# Second derivatives, reciprocals, and the chain rule

Once in a while, a student puts me on the spot; it’s not always deliberate.

In this case, changing a variable in a second-order differential equation, he blithely said “Well, $\diffn 2yx = \frac{1}{\diffn 2xy}$…”

“Whoa whoa whoa…”

“… isn’t it?”

Now, had I not had a series of discussions with @realityminus3 recently about notation and how it can mislead, I probably wouldn’t have caught the error. But I’ve seen the error of my ways! Even if I couldn’t readily explain why the error was an error beyond “don’t let the notation fool you!”, I was able to convince the student to attack it another way.

And, now I have some time to write things down, I can explain… well, not exactly *why*, but at least *what* the link is.

Here’s how it goes: suppose $y=f(x)$. We’re going to differentiate this with respect to $y$, and mix Leibniz and Newton notation like heathens.

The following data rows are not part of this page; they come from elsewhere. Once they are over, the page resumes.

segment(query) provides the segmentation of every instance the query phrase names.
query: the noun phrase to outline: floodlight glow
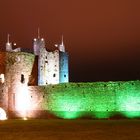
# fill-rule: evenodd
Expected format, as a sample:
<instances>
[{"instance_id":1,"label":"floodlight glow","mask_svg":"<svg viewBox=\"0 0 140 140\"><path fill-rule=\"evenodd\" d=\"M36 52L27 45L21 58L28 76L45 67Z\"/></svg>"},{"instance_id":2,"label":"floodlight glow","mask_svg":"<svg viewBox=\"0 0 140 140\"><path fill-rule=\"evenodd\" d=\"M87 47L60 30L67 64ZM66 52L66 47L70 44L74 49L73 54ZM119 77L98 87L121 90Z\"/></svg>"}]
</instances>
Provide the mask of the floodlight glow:
<instances>
[{"instance_id":1,"label":"floodlight glow","mask_svg":"<svg viewBox=\"0 0 140 140\"><path fill-rule=\"evenodd\" d=\"M30 96L26 86L17 90L15 108L23 118L27 116L27 111L31 109Z\"/></svg>"}]
</instances>

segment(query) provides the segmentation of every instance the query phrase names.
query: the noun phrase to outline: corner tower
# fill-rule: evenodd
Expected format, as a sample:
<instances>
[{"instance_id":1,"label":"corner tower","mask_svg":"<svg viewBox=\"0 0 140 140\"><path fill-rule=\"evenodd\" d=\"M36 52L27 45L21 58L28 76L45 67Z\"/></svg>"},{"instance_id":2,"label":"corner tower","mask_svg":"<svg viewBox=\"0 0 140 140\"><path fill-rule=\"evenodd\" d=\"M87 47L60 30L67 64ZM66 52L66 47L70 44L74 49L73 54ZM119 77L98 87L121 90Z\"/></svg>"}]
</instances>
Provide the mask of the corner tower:
<instances>
[{"instance_id":1,"label":"corner tower","mask_svg":"<svg viewBox=\"0 0 140 140\"><path fill-rule=\"evenodd\" d=\"M33 49L34 49L34 54L36 56L39 56L39 52L41 48L45 48L45 41L43 38L40 38L40 30L38 28L38 37L34 38L33 41Z\"/></svg>"},{"instance_id":2,"label":"corner tower","mask_svg":"<svg viewBox=\"0 0 140 140\"><path fill-rule=\"evenodd\" d=\"M59 83L69 82L69 60L68 53L65 51L63 36L59 48Z\"/></svg>"}]
</instances>

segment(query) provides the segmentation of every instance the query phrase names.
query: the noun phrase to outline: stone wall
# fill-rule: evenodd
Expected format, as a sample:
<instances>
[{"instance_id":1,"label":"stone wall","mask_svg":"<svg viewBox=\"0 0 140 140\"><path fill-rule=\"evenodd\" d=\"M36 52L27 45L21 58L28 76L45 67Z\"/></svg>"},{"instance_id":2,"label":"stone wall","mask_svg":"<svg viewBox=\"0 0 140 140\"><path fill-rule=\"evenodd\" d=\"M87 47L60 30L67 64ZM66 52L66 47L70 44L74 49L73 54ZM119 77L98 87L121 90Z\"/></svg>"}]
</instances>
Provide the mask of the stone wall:
<instances>
[{"instance_id":1,"label":"stone wall","mask_svg":"<svg viewBox=\"0 0 140 140\"><path fill-rule=\"evenodd\" d=\"M69 83L36 88L32 95L34 98L34 94L38 94L40 102L37 98L36 101L41 110L60 118L140 117L140 81Z\"/></svg>"},{"instance_id":2,"label":"stone wall","mask_svg":"<svg viewBox=\"0 0 140 140\"><path fill-rule=\"evenodd\" d=\"M28 104L27 85L34 64L35 56L24 52L6 53L5 88L7 88L8 110L15 111L23 109Z\"/></svg>"}]
</instances>

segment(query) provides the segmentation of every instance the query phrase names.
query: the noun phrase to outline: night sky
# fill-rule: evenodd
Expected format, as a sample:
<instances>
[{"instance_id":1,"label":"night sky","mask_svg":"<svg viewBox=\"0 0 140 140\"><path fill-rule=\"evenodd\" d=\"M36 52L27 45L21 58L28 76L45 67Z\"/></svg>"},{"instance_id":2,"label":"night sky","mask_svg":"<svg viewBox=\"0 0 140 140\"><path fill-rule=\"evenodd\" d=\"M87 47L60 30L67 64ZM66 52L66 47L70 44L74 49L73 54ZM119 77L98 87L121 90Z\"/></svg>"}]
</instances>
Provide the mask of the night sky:
<instances>
[{"instance_id":1,"label":"night sky","mask_svg":"<svg viewBox=\"0 0 140 140\"><path fill-rule=\"evenodd\" d=\"M37 28L54 50L64 35L70 81L140 79L139 0L1 0L0 46L7 33L31 48Z\"/></svg>"}]
</instances>

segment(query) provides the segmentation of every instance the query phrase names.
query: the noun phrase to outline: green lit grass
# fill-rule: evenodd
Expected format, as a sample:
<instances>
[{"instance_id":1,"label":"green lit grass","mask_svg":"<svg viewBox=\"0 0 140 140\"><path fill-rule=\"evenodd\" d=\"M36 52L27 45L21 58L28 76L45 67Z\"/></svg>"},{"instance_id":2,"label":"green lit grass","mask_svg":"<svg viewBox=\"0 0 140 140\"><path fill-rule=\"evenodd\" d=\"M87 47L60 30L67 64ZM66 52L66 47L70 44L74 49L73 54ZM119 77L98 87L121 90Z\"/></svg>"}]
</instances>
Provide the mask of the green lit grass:
<instances>
[{"instance_id":1,"label":"green lit grass","mask_svg":"<svg viewBox=\"0 0 140 140\"><path fill-rule=\"evenodd\" d=\"M0 121L0 140L139 140L140 120Z\"/></svg>"},{"instance_id":2,"label":"green lit grass","mask_svg":"<svg viewBox=\"0 0 140 140\"><path fill-rule=\"evenodd\" d=\"M116 113L140 118L140 81L51 85L45 88L45 93L43 109L59 118L102 119L114 117Z\"/></svg>"}]
</instances>

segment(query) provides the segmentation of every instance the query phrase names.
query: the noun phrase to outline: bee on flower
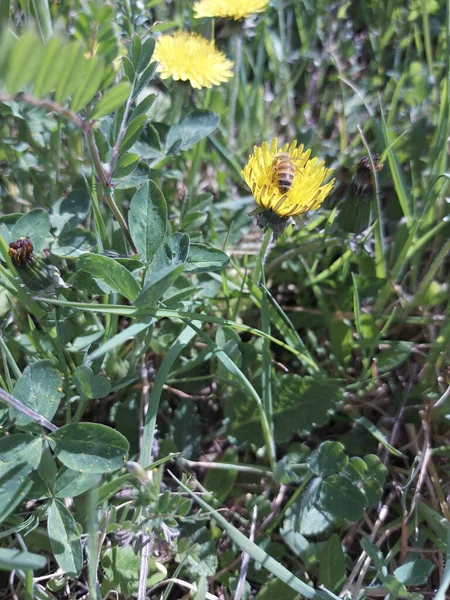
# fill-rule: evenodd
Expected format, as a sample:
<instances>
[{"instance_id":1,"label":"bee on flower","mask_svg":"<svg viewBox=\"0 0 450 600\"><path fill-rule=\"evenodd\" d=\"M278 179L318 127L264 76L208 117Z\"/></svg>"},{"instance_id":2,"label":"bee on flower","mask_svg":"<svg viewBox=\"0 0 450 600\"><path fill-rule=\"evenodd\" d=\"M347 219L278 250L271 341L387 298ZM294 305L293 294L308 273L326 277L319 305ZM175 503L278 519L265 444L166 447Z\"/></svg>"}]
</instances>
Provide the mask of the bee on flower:
<instances>
[{"instance_id":1,"label":"bee on flower","mask_svg":"<svg viewBox=\"0 0 450 600\"><path fill-rule=\"evenodd\" d=\"M279 147L274 138L270 146L263 142L254 147L242 176L259 205L252 214L258 214L264 229L282 233L292 219L319 208L330 193L334 179L324 182L332 170L310 156L311 150L295 140Z\"/></svg>"}]
</instances>

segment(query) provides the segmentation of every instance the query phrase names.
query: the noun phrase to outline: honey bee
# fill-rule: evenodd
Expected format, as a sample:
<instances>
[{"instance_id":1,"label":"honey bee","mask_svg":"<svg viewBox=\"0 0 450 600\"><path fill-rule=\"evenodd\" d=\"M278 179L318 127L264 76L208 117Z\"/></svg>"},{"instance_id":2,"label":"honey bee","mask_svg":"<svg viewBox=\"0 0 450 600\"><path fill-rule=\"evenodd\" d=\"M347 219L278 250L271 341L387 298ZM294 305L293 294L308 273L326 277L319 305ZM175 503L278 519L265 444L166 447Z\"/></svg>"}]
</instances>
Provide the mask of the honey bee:
<instances>
[{"instance_id":1,"label":"honey bee","mask_svg":"<svg viewBox=\"0 0 450 600\"><path fill-rule=\"evenodd\" d=\"M282 194L287 194L294 183L295 161L304 160L293 158L288 152L278 152L275 154L272 162L274 179L278 190Z\"/></svg>"}]
</instances>

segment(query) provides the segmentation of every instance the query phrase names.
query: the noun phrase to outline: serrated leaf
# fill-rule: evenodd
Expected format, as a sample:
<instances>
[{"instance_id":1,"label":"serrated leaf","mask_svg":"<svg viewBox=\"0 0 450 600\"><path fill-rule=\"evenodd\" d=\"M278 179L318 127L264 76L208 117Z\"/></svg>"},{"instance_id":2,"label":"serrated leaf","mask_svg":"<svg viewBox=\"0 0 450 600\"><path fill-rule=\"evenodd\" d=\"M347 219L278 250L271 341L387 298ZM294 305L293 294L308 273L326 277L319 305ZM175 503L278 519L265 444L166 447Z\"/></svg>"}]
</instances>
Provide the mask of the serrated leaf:
<instances>
[{"instance_id":1,"label":"serrated leaf","mask_svg":"<svg viewBox=\"0 0 450 600\"><path fill-rule=\"evenodd\" d=\"M83 566L80 534L74 518L61 500L53 500L47 527L56 562L66 575L76 577Z\"/></svg>"},{"instance_id":2,"label":"serrated leaf","mask_svg":"<svg viewBox=\"0 0 450 600\"><path fill-rule=\"evenodd\" d=\"M92 111L91 119L100 119L105 115L109 115L116 108L122 106L131 94L131 83L128 81L121 81L118 85L108 90L101 100L97 103L94 110Z\"/></svg>"},{"instance_id":3,"label":"serrated leaf","mask_svg":"<svg viewBox=\"0 0 450 600\"><path fill-rule=\"evenodd\" d=\"M125 464L124 436L98 423L70 423L48 435L59 460L74 471L111 473Z\"/></svg>"},{"instance_id":4,"label":"serrated leaf","mask_svg":"<svg viewBox=\"0 0 450 600\"><path fill-rule=\"evenodd\" d=\"M51 421L61 400L62 377L49 360L40 360L27 367L13 389L13 396L22 404ZM18 425L34 421L16 409L10 409L11 418Z\"/></svg>"},{"instance_id":5,"label":"serrated leaf","mask_svg":"<svg viewBox=\"0 0 450 600\"><path fill-rule=\"evenodd\" d=\"M166 201L153 181L147 180L133 196L128 223L142 259L151 262L167 233Z\"/></svg>"},{"instance_id":6,"label":"serrated leaf","mask_svg":"<svg viewBox=\"0 0 450 600\"><path fill-rule=\"evenodd\" d=\"M125 296L130 302L134 302L139 295L140 287L133 275L109 256L82 254L77 261L77 266L82 271L104 281L106 285Z\"/></svg>"},{"instance_id":7,"label":"serrated leaf","mask_svg":"<svg viewBox=\"0 0 450 600\"><path fill-rule=\"evenodd\" d=\"M21 91L36 76L42 53L42 41L34 32L25 33L17 40L6 67L6 89L10 94Z\"/></svg>"}]
</instances>

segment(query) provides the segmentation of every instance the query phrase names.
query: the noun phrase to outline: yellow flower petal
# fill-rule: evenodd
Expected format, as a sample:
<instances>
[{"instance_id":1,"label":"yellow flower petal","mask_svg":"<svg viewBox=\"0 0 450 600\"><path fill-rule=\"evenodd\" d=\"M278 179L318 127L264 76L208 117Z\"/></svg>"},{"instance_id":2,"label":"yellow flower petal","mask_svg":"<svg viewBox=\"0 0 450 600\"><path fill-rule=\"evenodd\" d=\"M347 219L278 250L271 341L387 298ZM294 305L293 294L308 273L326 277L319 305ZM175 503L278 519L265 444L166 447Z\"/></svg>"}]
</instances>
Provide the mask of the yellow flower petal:
<instances>
[{"instance_id":1,"label":"yellow flower petal","mask_svg":"<svg viewBox=\"0 0 450 600\"><path fill-rule=\"evenodd\" d=\"M286 153L294 166L294 177L289 190L280 191L278 188L275 157L281 152ZM331 192L334 179L324 184L332 170L325 167L323 161L310 159L311 150L304 150L303 144L278 147L278 140L272 143L263 142L255 146L253 154L242 171L247 185L252 191L255 201L260 206L271 210L279 217L295 217L309 210L316 210Z\"/></svg>"},{"instance_id":2,"label":"yellow flower petal","mask_svg":"<svg viewBox=\"0 0 450 600\"><path fill-rule=\"evenodd\" d=\"M225 17L238 21L266 10L269 0L199 0L194 4L195 17Z\"/></svg>"},{"instance_id":3,"label":"yellow flower petal","mask_svg":"<svg viewBox=\"0 0 450 600\"><path fill-rule=\"evenodd\" d=\"M154 59L161 79L189 81L196 89L212 87L233 76L233 63L206 38L177 31L156 40Z\"/></svg>"}]
</instances>

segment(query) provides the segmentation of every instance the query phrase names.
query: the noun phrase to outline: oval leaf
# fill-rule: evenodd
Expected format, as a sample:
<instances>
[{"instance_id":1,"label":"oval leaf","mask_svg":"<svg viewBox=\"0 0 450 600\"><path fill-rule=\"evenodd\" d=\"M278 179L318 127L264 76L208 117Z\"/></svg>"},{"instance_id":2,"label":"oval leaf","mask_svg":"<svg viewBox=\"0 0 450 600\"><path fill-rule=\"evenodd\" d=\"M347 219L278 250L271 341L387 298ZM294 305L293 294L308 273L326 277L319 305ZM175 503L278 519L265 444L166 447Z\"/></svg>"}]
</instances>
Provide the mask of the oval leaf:
<instances>
[{"instance_id":1,"label":"oval leaf","mask_svg":"<svg viewBox=\"0 0 450 600\"><path fill-rule=\"evenodd\" d=\"M123 467L129 444L106 425L71 423L48 436L59 460L74 471L110 473Z\"/></svg>"},{"instance_id":2,"label":"oval leaf","mask_svg":"<svg viewBox=\"0 0 450 600\"><path fill-rule=\"evenodd\" d=\"M79 575L83 566L80 534L74 518L61 500L53 500L50 506L48 537L56 562L61 569L67 575Z\"/></svg>"},{"instance_id":3,"label":"oval leaf","mask_svg":"<svg viewBox=\"0 0 450 600\"><path fill-rule=\"evenodd\" d=\"M153 181L146 181L133 196L128 222L138 252L151 262L167 232L166 201Z\"/></svg>"},{"instance_id":4,"label":"oval leaf","mask_svg":"<svg viewBox=\"0 0 450 600\"><path fill-rule=\"evenodd\" d=\"M104 281L110 288L125 296L130 302L137 298L140 287L133 275L120 263L109 256L82 254L78 268Z\"/></svg>"},{"instance_id":5,"label":"oval leaf","mask_svg":"<svg viewBox=\"0 0 450 600\"><path fill-rule=\"evenodd\" d=\"M40 360L27 367L14 386L13 396L25 406L49 421L56 413L62 395L62 377L49 360ZM11 408L11 418L18 425L28 425L33 420Z\"/></svg>"}]
</instances>

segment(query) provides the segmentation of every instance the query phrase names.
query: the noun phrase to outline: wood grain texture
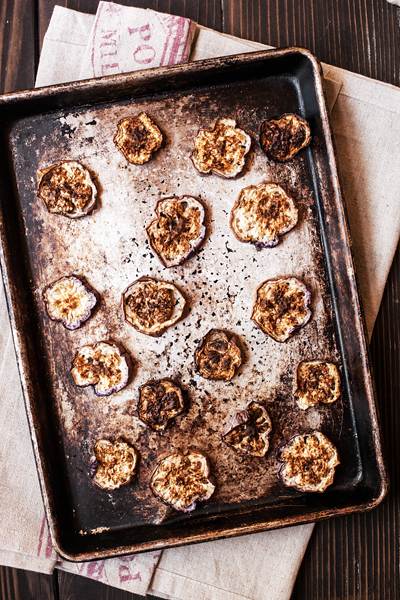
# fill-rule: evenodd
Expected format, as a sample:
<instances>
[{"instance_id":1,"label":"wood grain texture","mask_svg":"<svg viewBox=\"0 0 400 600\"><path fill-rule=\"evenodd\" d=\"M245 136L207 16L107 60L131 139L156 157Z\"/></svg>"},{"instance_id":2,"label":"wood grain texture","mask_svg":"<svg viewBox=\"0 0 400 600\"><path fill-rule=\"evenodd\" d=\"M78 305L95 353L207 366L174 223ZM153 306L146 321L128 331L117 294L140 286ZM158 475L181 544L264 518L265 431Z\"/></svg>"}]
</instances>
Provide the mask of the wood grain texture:
<instances>
[{"instance_id":1,"label":"wood grain texture","mask_svg":"<svg viewBox=\"0 0 400 600\"><path fill-rule=\"evenodd\" d=\"M9 567L0 568L2 600L58 600L57 587L56 576Z\"/></svg>"},{"instance_id":2,"label":"wood grain texture","mask_svg":"<svg viewBox=\"0 0 400 600\"><path fill-rule=\"evenodd\" d=\"M33 87L37 68L34 0L0 2L0 93Z\"/></svg>"},{"instance_id":3,"label":"wood grain texture","mask_svg":"<svg viewBox=\"0 0 400 600\"><path fill-rule=\"evenodd\" d=\"M222 0L225 33L304 46L322 62L400 85L400 9L386 0Z\"/></svg>"},{"instance_id":4,"label":"wood grain texture","mask_svg":"<svg viewBox=\"0 0 400 600\"><path fill-rule=\"evenodd\" d=\"M375 510L319 523L292 600L398 600L400 494L400 248L389 274L370 354L391 488Z\"/></svg>"},{"instance_id":5,"label":"wood grain texture","mask_svg":"<svg viewBox=\"0 0 400 600\"><path fill-rule=\"evenodd\" d=\"M58 575L58 590L59 600L143 600L143 596L62 571Z\"/></svg>"},{"instance_id":6,"label":"wood grain texture","mask_svg":"<svg viewBox=\"0 0 400 600\"><path fill-rule=\"evenodd\" d=\"M119 0L192 18L274 46L310 48L321 61L400 85L400 8L386 0ZM33 86L55 4L94 14L98 0L1 0L0 91ZM38 40L38 41L36 41ZM375 326L371 359L391 477L384 503L316 526L292 600L398 600L400 250ZM55 586L55 587L54 587ZM2 600L137 600L89 579L0 568Z\"/></svg>"}]
</instances>

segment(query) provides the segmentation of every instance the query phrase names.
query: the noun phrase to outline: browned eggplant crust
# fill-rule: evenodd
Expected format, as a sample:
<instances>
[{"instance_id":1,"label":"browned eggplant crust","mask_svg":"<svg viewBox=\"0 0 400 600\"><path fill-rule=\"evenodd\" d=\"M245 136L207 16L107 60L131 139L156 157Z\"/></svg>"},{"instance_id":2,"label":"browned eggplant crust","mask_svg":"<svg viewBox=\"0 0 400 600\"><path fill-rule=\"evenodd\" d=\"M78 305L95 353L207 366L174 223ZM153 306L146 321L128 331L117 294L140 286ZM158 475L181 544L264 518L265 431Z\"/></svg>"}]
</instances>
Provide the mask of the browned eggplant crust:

$1 = f’(x) \diff xy$, according to the chain rule. Now we can differentiate this with respect to $y$ again, using the product rule:

$0 = f’‘(x) \left(\diff xy\right)^2 + f’(x) \diffn 2xy$. Almost lastly, rearrange:

$-\frac {f’‘(x) \left(\diff xy\right)^2}{f’(x)} = \diffn 2xy$

However, $\diff xy = \frac{1}{f’(x)}$ ((“That one you can just flip upside down, right?”)), so:

$\diffn 2xy = -\frac{f’‘(x)}{\left[ f’(x) \right]^3}$

As to *why* it should be thus… that, dear readers, I don’t know.